Hierarchy
⤷ RE (Application Component) Real Estate Management
⤷ FVVICN (Package) R/3 Real Estate Application Development - General Contract
Basic Data
Data Element | VVTDSAVAIL |
Short Description | Availability of a Real Estate object |
Data Type
Category of Dictionary Type | D | Domain |
Type of Object Referenced | No Information | |
Domain / Name of Reference Type | VVTDSAVAIL | |
Data Type | CHAR | Character String |
Length | 1 | |
Decimal Places | 0 | |
Output Length | 1 | |
Value Table | TIVCN04 |
Further Characteristics
Search Help: Name | ||
Search Help: Parameters | ||
Parameter ID | ||
Default Component name | ||
Change document | ||
No Input History | ||
Basic direction is set to LTR | ||
No BIDI Filtering |
Field Label
Length | Field Label | |
Short | 10 | Available |
Medium | 15 | Availability |
Long | 20 | Availability |
Heading | 2 | iP |
Documentation
Definition
Each Real Estate object is assigned a time-dependent characteristic that indicates its availability.
Value range
The following characteristics are possible:
- In own portfolio
The object belongs to the company code. A default setting assigns the newly created objects to your own portfolio for the complete period (00/00/0000 - 12/31/9999). The system only permits this situation if all subobjects are "in own portfolio".
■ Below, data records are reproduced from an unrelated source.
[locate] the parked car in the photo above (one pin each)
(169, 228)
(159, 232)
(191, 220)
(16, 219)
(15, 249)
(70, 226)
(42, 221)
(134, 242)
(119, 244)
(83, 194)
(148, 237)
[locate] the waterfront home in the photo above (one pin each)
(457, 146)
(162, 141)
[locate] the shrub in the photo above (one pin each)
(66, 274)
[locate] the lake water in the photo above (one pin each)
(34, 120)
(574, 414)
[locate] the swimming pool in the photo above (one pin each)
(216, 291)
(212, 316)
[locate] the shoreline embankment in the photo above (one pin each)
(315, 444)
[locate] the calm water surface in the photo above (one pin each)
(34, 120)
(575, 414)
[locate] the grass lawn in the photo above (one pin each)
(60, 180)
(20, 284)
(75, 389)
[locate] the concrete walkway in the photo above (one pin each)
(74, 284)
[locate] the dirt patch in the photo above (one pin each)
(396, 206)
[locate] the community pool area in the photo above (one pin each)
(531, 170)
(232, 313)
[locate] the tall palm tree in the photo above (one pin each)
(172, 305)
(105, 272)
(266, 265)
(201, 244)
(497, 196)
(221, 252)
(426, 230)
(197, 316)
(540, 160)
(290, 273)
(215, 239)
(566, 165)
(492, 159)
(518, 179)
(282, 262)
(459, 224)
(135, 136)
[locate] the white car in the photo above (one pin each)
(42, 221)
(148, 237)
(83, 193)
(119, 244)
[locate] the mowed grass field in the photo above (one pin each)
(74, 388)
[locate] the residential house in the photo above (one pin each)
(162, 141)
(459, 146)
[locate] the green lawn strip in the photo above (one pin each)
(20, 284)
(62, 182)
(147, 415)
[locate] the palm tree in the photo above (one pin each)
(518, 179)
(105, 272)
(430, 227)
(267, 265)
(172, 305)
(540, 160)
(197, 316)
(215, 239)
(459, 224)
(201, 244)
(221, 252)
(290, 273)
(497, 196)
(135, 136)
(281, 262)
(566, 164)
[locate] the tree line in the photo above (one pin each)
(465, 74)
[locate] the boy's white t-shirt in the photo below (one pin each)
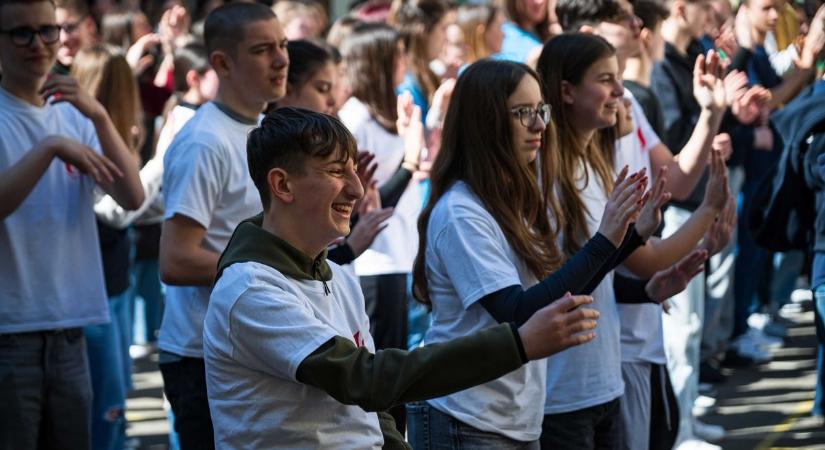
(51, 275)
(394, 249)
(468, 257)
(206, 179)
(590, 374)
(259, 327)
(641, 324)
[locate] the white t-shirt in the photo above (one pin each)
(641, 324)
(467, 258)
(259, 327)
(394, 249)
(589, 374)
(205, 179)
(51, 275)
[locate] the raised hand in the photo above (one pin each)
(720, 233)
(708, 88)
(717, 191)
(623, 205)
(673, 280)
(63, 88)
(367, 228)
(101, 169)
(559, 326)
(651, 215)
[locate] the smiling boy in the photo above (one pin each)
(290, 362)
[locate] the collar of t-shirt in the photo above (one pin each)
(250, 242)
(234, 115)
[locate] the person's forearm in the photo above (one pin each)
(791, 86)
(17, 181)
(187, 267)
(376, 382)
(686, 168)
(126, 191)
(660, 254)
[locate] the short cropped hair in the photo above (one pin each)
(3, 3)
(224, 26)
(288, 137)
(573, 14)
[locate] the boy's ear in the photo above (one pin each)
(279, 184)
(219, 61)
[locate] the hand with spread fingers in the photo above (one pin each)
(673, 280)
(101, 169)
(651, 215)
(558, 326)
(623, 205)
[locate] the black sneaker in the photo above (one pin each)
(709, 373)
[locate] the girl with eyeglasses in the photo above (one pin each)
(488, 254)
(581, 80)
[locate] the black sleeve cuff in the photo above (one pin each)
(519, 344)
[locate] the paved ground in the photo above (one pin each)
(764, 407)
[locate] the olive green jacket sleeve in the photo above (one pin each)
(376, 382)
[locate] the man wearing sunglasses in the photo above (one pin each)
(57, 144)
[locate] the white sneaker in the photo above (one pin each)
(703, 405)
(708, 432)
(745, 346)
(696, 444)
(764, 341)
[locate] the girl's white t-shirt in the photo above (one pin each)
(468, 257)
(394, 249)
(590, 374)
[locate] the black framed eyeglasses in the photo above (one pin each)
(24, 36)
(527, 115)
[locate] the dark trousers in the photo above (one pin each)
(385, 299)
(664, 410)
(45, 391)
(184, 382)
(596, 427)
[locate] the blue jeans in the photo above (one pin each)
(819, 319)
(429, 428)
(45, 391)
(110, 369)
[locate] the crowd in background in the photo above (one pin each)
(705, 114)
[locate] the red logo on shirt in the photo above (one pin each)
(359, 341)
(71, 170)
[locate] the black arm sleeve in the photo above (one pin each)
(630, 290)
(341, 255)
(392, 190)
(513, 304)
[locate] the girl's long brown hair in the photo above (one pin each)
(477, 148)
(370, 53)
(103, 72)
(566, 58)
(415, 20)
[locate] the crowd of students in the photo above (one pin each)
(526, 224)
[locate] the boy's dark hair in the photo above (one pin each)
(288, 137)
(572, 14)
(224, 26)
(3, 3)
(306, 58)
(652, 12)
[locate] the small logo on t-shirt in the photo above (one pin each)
(359, 341)
(71, 170)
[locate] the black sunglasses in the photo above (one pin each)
(24, 36)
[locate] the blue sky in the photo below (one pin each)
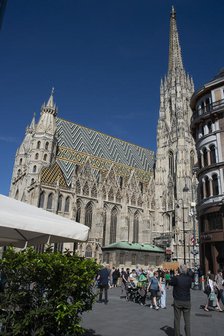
(105, 59)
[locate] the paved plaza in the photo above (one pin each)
(119, 318)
- Tenant-rented (can only be assigned by the system)
The object is named in a tenant rental agreement. This status cannot be directly assigned or changed: you must create or change the respective tenant rental agreement.
An object is also assigned this status if a hierarchically superior object has been tenant-rented (this is shown by the Explicitly T-rented indicator). In this way, the tenant rental of a building implies the tenant rental of all rental units belonging to it.
An object with tenant-rented subobjects does not have the status "T-rented", even if all its subobjects are tenant-rented. If this is the case, the object can be T-rented, and not its subobjects.
- Available
An object whose subobjects are partially "in own portfolio" and partially "T-rented", can neither be "in own portfolio" nor "T-rented", but it is "available". The system also permits this situation for objects with no subobjects, although in this case the status "in own portfolio" would be permitted.
- Not available
The object is no longer in the portfolio. For example, a tenant rental agreement has expired and the object was not bought. The object can no longer be used. An object that is not available can contain subobjects that are available, but not vice versa.
- Partially not available
This is an object that contains both available and unavailable subobject (the system treats such objects as unavailable, as this is the dominant characteristic).
Rental requirements
Objects can only be rented if they available, that is, either "in own portfolio" or "tenant-rented". You cannot rent "unavailable" objects or objects that are only "partially available".
Exception: tenant rental of new objects
If an object whose status still matches the default setting (in own portfolio for the total period) is entered in a tenant rental contract, the object is assigned the status "tenant-rented" for the tenant rental period, and then classed as "not available" for the remaining period (this means that the default status "in own portfolio" does not apply for the remaining period).